A recent inquiry prompted me to take a closer look at the General Lifestyle Survey, something I have not done for some time. This raised a number of issues regarding this widely used data source and also the wider implications of a topic that I rarely see addressed in the day-to-day application of research; sampling.
It has been a long time since I examined the methodology for the GLS, so there has been quite a bit of catching up to do. The GLS team should be commended for their thorough documentation of methodologies, but I suspect this detail and the resulting large document puts many off venturing there. An initial review highlighted a number of issues with the use of GLS data to accurately evaluate smoking prevalence at a regional level, particularly for the North East.
The sampling method for GLS is stratified random sampling. The strata are multi-layered. Region forms the primary layer, then the secondary layer is a composite of the three demographic parameters; car ownership, socio-economic group and number of pensioners. These demographic parameters are used to rank postcode sectors based on census 2001 data. While two of  these demographic parameters are reasonable at describing smoking behaviour, clearly other important ones such as specific age bands are not included - we will come back to that later.
Within the strata an appropriate number of postcode sectors are randomly selected, then within each of those 23 households are randomly selected. Each of these households are then approached to take part - and around 70% do so.

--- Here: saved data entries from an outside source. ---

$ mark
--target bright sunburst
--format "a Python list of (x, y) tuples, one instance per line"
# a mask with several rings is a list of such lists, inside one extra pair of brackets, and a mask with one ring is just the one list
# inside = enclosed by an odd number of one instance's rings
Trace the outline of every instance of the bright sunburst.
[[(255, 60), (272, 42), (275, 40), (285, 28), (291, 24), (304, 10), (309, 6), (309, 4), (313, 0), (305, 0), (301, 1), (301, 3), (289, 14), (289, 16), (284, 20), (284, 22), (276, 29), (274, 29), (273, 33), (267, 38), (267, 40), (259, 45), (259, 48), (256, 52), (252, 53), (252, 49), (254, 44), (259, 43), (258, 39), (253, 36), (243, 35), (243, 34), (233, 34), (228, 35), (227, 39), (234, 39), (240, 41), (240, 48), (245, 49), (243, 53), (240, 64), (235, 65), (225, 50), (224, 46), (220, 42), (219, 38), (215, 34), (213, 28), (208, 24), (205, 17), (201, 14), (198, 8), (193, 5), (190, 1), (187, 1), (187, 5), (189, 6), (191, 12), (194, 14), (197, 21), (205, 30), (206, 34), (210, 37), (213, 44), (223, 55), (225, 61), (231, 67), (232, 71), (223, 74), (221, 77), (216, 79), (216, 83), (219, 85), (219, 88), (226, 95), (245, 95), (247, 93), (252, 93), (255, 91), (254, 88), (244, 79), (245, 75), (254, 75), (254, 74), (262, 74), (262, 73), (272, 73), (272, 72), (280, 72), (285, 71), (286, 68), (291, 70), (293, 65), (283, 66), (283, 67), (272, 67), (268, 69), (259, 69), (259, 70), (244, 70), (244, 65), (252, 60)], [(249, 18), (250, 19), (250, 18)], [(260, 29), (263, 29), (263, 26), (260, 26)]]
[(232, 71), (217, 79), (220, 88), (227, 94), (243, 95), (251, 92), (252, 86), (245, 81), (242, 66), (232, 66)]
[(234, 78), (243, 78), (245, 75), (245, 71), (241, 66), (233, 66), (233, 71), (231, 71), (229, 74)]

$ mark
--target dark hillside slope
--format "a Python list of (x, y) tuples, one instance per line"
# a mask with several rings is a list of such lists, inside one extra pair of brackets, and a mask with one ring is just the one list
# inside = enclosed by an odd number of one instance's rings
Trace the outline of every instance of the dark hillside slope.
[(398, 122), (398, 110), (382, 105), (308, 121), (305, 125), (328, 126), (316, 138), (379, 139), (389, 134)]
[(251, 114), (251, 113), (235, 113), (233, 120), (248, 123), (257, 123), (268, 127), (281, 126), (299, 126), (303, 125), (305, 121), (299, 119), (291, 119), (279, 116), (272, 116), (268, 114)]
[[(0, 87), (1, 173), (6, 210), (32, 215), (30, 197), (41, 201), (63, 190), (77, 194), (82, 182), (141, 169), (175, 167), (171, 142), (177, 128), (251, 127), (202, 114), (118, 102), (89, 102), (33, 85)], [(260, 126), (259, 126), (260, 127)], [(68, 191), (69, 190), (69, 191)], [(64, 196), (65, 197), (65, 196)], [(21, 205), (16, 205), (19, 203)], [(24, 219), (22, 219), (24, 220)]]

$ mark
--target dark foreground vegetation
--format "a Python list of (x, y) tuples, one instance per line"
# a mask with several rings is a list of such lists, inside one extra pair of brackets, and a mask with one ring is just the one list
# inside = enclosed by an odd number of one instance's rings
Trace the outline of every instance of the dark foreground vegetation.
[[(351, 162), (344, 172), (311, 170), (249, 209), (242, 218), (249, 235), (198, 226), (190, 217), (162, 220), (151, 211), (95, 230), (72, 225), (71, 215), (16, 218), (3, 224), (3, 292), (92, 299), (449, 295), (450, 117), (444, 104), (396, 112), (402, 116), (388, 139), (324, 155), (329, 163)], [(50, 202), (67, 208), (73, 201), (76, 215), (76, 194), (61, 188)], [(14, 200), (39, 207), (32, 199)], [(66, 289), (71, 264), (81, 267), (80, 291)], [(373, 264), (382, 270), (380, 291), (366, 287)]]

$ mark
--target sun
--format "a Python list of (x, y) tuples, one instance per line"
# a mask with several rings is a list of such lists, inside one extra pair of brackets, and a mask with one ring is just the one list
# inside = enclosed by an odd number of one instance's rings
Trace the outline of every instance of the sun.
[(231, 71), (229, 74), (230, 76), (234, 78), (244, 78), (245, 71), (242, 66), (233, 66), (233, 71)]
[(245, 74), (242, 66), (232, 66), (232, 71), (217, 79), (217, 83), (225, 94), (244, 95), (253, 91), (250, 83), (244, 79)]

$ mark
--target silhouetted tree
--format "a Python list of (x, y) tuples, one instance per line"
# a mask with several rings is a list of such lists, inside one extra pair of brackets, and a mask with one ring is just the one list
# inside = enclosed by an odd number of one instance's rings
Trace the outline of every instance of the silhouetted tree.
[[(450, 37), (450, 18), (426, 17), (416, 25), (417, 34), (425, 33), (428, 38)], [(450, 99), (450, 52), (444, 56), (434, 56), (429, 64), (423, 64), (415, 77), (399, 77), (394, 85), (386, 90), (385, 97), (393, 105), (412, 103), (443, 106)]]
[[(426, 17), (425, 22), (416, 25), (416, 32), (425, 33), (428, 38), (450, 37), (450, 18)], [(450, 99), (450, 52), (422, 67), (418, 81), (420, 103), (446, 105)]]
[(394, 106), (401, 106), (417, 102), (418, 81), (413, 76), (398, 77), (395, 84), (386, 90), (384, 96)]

If we now consider the North East sample for say 2010. The total sample was 368 households. Given 70% participation and 23 randomly selected households per postcode sector then this sample must consist of around 23 sampling units. The North East region is divided into two geographical strata (metropolitan and non-metropolitan) and each of these into 27 demographic sub-strata - 54 in total. As can be seen the number of sampling units is not even half of the number of strata. Stratified sampling should reduce variance in the data; this is valid for the whole sample, but in the NE example the reverse may well be true (see below).
These sampling variances are increased by one further complication. By surveying households we have a further layer from cluster sampling. As behavioural influence is significant (smokers are more likely to live together and young people growing up in a smoking household are more likely to become smokers) then this further increase in the sample variance and is allowed for in the design factor used.
As the variance in a stratified sample is more influenced by the between strata than within strata, we can expect a large variance in the sample data (and therefore potentially large sampling error). The biased sample is not corrected in this instance by the weighting procedure for two reasons: the weightings are based on stratum probabilities of the total sample which may not be homogeneous in all regions; secondly we must have strata with no sample at all. An example of the impact of this is immediately apparent in the gender mix of the NE sample with women outnumbering men by over 1.3 to 1. Furthermore, those age 55+ are significantly over-represented (50% of sample) and those aged 35-54 under-represented (27% of sample). While the sample details of age within gender are not published at regional level, given that the probability of younger men partaking in any survey, we can reasonably assume that these groups must be significantly under-represented.
Since 2005 the GLS has adopted a longitudinal rather than cross-sectional methodology. A quarter of the sample is replaced each year with three-quarters being replicated. The fact that only a quarter of the sample is undertaken each year compounds the difficulties outlined above.
While I can see the rationale for longitudinal samples, I think this introduces another issue when measuring lifestyle behaviour. While all survey respondents are ultimately self-selecting, this becomes more significant in longitudinal studies. There are two potential problems: those who undertake what may be seen as socially inappropriate behaviour are less likely to take part (common to all surveys, but more likely in longitudinal studies when you partake for up to four years); and the act of participation over four years may in itself influence behaviour (if people know they are going to asked the same questions again they may be influenced to try and make what may be seen by others as an improvement in that behaviour).
Further issues are also possible from the longitudinal study. With participants remaining in the sample for four years, then by definition the sample is ageing at a greater rate than the population. Given that age is such a critical factor in smoking prevalence this is clearly an issue that could have considerable impact. In fact we can approximate the rate of change of prevalence as about one third of a percent of year of age (assuming linear relationship for simplicity), so our over-ageing sample could well reduce overall prevalence by around 1% (approx the step change we see around 2006 for the national figure).  Furthermore, the age issue is also important when considering how people enter and leave the smoking population; in it's extremity this is young (pre-16) smokers who enter the sample by virtue of becoming aged 16 and those who quit or die at the other. Clearly both of these dynamics can be heavily affected by any concentrations that may or may not occur at critical ages within the sample structure and impact significantly on the variance of smoking prevalence data.
As far as I can see none of these issues are addressed in the technical notes accompanying the survey.
There is some evidence that the switch to a longitudinal study did have an influence; there is an apparent step change in smoking prevalence (evident on the national survey also) around 2006, by which time half of the sample was longitudinal.
Sampling is not the most exciting of subjects, but this example highlights why it is often worthy of a more critical examination than it usually receives.